Specialized assistance:

• inhalation of bronchodilators (salbutamol);

• re-introduction of the above-mentioned mediators;

• in case of partial laryngospasm, perform artificial ventilation of the lungs with large volumes of oxygen through a breathing apparatus mask;

• if there is no effect from the previous treatment, inject intravenously depolarizing muscle relaxants (2% ditilin solution - 10 ml), and, after waiting for complete muscle relaxation, intubate the patient under the control of direct laryngoscopy (it is advisable to first turn off consciousness using, for example, the introduction of p -on ketamine);

• in the absence of conditions for tracheal intubation and a threat to life occurs (severe bradycardia, fainting, a decrease in blood pressure of more than 70 mm Hg, the appearance of generalized convulsions), it is necessary to immediately perform a conicotomy and pump oxygen through a tube inserted into the trachea;

• when diagnosing clinical death, immediately perform cardiopulmonary resuscitation according to generally accepted rules.

Traumatic chest injuries

Numerous rib fractures, especially fenestrated ones, lead to disruption of the biomechanics of breathing. Clinically, one can observe a decrease in the excursion of the chest, the retraction of its individual parts and asymmetric movements during breathing. Patients experience a decrease in tidal volume, cyanosis of the skin and mucous membranes, destabilization of central hemodynamics, impaired microcirculation, and disorders of consciousness.

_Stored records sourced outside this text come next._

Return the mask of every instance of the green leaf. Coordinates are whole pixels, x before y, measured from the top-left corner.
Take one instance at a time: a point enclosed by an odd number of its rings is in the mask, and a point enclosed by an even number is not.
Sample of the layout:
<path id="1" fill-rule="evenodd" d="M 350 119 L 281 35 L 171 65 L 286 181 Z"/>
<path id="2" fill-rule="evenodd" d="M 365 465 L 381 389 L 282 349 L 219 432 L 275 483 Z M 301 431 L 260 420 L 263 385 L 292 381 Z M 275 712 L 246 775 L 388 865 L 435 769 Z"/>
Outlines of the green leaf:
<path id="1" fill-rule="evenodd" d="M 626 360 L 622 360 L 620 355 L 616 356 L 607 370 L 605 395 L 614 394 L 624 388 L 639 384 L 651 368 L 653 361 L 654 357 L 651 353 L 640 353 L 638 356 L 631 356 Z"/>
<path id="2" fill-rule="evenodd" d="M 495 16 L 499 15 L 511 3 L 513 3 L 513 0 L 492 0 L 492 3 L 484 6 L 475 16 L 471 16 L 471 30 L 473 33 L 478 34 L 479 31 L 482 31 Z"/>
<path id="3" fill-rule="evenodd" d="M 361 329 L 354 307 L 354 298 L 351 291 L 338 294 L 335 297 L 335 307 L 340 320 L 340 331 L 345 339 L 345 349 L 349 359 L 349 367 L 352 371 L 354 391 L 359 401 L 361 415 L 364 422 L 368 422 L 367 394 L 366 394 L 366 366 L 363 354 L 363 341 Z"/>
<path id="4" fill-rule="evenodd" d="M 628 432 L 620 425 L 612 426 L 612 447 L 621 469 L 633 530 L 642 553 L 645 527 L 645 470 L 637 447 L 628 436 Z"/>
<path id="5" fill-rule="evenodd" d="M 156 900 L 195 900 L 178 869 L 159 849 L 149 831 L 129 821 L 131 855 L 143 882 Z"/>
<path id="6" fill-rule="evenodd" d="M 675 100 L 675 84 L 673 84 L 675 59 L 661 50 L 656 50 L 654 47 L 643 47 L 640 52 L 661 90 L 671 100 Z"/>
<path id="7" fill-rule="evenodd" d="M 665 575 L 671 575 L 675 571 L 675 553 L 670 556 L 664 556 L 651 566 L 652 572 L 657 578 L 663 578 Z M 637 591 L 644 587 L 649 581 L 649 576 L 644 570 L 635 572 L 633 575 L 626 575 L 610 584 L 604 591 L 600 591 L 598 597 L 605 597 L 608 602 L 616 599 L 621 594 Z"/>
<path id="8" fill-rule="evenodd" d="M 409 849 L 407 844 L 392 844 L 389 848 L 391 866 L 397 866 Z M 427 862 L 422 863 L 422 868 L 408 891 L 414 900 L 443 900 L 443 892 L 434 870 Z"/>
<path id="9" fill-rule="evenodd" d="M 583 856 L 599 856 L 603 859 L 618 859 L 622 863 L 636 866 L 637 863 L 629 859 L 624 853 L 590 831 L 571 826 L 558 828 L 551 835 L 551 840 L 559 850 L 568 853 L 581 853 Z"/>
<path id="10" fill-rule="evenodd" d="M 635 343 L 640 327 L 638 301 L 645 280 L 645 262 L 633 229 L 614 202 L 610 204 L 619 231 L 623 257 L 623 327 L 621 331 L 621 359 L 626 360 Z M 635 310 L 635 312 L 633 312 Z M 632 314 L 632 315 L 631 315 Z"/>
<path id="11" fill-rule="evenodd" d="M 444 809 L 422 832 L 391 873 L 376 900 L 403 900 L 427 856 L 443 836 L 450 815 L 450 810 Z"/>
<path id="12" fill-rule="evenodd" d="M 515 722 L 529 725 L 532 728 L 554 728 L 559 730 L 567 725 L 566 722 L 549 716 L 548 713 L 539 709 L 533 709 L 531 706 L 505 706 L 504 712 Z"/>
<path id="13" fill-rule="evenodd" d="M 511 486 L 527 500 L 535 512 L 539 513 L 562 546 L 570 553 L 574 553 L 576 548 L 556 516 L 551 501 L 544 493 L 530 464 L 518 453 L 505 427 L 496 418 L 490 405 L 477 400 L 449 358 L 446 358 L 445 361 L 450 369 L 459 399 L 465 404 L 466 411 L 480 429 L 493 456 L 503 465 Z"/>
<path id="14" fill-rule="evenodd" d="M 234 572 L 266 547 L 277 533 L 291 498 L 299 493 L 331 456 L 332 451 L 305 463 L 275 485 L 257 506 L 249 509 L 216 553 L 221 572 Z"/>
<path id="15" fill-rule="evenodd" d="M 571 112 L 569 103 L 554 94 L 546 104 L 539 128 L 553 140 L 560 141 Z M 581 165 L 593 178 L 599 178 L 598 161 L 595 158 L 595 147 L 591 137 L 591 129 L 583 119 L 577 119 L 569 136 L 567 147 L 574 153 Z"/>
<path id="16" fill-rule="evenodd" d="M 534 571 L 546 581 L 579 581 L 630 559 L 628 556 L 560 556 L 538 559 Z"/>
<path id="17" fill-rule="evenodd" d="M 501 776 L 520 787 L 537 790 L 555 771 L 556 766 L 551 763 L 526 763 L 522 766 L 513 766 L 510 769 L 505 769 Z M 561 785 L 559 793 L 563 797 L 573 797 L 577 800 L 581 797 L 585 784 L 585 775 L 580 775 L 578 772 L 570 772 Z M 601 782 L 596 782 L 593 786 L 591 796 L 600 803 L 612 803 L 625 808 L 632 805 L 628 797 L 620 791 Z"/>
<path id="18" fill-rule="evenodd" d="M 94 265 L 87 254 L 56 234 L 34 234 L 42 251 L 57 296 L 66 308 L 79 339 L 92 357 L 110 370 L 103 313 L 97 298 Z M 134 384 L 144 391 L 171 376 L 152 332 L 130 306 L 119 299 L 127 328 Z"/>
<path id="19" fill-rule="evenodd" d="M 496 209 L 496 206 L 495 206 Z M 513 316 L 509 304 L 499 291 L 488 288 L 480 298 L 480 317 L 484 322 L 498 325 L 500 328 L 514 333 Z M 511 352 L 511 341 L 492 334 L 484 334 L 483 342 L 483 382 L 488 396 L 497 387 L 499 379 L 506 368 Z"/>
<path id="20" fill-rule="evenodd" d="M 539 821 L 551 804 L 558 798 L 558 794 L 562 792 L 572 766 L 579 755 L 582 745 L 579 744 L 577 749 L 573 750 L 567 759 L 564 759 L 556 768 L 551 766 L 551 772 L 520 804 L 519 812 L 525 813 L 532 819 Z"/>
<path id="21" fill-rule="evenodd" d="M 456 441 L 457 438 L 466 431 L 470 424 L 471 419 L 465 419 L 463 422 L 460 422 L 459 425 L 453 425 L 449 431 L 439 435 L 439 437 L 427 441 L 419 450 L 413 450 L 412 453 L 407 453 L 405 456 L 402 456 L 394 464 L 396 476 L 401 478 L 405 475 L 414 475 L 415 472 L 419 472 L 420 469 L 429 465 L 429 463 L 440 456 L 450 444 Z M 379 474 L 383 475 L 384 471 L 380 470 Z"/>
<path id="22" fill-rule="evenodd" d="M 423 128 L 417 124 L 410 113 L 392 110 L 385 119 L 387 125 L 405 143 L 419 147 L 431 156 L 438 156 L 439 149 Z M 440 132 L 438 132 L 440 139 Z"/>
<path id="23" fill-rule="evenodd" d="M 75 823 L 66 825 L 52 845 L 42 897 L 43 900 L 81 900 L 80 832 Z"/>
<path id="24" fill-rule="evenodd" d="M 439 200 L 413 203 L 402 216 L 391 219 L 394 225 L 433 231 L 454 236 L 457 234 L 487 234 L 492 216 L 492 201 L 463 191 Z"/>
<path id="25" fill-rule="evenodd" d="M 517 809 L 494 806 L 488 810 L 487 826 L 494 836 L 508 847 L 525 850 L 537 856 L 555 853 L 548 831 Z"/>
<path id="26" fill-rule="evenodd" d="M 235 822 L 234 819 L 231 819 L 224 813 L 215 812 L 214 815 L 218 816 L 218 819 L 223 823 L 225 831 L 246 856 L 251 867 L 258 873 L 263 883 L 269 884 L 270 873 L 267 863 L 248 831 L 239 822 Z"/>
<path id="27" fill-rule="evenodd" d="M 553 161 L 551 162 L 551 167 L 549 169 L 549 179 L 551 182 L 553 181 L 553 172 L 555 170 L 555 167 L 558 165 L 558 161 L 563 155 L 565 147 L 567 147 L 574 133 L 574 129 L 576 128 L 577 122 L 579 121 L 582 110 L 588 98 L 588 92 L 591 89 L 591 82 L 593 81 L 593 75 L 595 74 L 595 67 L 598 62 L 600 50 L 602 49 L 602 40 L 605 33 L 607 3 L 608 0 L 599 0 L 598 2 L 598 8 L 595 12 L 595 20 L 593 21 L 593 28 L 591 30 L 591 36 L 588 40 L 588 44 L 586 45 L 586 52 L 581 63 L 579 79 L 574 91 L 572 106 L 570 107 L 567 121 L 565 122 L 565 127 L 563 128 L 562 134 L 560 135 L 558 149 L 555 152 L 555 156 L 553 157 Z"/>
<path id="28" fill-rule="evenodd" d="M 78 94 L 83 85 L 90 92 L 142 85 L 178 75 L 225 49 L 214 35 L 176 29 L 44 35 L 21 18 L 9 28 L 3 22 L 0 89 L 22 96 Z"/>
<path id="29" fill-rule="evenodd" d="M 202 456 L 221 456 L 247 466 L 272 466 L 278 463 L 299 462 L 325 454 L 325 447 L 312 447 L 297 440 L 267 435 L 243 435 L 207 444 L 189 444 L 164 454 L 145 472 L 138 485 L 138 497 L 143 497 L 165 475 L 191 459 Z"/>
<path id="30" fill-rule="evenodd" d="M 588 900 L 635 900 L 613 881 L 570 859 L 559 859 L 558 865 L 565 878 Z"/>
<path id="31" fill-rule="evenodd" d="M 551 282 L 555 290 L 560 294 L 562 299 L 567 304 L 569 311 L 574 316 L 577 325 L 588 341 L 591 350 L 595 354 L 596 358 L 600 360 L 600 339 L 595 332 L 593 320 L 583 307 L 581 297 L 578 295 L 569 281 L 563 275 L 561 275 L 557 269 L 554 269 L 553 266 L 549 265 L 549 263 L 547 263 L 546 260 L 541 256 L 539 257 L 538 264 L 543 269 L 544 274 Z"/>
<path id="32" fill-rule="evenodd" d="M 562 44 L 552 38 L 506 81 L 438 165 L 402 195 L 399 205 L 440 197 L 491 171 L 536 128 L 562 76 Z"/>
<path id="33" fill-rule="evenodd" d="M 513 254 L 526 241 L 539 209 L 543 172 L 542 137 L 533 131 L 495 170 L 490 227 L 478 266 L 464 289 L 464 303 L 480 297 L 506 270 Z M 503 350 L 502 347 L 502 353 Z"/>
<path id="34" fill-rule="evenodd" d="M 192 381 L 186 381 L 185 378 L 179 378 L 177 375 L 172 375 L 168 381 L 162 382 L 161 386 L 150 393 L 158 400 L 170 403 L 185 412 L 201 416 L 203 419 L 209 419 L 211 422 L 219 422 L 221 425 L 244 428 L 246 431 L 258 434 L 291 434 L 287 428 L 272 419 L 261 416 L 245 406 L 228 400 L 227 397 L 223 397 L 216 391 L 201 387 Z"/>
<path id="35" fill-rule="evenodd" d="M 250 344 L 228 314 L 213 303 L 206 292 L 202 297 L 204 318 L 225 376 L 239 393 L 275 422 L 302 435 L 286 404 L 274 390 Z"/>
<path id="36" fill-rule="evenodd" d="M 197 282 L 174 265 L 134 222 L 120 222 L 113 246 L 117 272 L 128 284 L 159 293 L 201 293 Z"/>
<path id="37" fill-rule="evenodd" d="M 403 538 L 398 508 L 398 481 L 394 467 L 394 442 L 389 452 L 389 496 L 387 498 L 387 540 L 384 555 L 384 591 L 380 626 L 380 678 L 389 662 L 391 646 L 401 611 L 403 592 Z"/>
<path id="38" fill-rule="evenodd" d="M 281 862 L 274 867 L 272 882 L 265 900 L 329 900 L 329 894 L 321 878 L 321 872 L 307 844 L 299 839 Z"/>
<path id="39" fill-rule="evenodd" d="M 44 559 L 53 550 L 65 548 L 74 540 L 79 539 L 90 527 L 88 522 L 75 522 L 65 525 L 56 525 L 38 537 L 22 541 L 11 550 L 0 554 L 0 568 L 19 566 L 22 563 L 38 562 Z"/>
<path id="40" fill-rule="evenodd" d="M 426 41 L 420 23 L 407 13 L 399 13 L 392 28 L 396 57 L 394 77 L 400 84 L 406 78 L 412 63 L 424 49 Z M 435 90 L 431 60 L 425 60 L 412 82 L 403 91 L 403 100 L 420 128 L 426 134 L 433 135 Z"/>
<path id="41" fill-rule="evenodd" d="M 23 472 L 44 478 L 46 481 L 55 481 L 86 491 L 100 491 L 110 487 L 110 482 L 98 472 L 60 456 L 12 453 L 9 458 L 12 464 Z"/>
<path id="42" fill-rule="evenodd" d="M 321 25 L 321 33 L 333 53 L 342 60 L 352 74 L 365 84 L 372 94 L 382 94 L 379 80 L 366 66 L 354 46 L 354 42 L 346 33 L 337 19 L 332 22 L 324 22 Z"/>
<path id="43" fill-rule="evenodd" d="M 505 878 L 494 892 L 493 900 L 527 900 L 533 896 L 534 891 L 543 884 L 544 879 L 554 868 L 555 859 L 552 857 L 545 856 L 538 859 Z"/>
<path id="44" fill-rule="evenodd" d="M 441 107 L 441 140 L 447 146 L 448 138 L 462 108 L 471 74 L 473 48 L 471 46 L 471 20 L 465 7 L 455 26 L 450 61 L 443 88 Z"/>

Rib fractures may be accompanied by hemo- or pneumothorax. One of the most serious complications is tension pneumothorax, in which hypoxia is severe and displacement of the mediastinal organs can quickly lead to the death of the patient.

In such patients, a medical worker must carry out examination methods available to him: external examination, palpation, auscultation of the lungs and their percussion; laboratory and instrumental diagnostics. Patients delivered in an unconscious state deserve special attention.

Bronchiolospasm

This is an acute violation of the function of external respiration, caused by the closure of the smooth muscles of the small bronchi. It can be partial or complete. The causes of bronchiolospasm and its drug treatment are the same as for laryngospasm. However, the introduction of muscle relaxants does not eliminate bronchiolospasm, and conicotomy is also ineffective. With total bronchial spasm, death, unfortunately, is almost inevitable.

When carrying out manipulations on reflexogenic zones, it is very important to use preventive premedication with the administration of peripheral M-anticholinergics (atropine sulfate solution at the rate of 0.01 mg/kg). This will prevent overexcitation of the parasympathetic nervous system and the occurrence of pathological reflexes.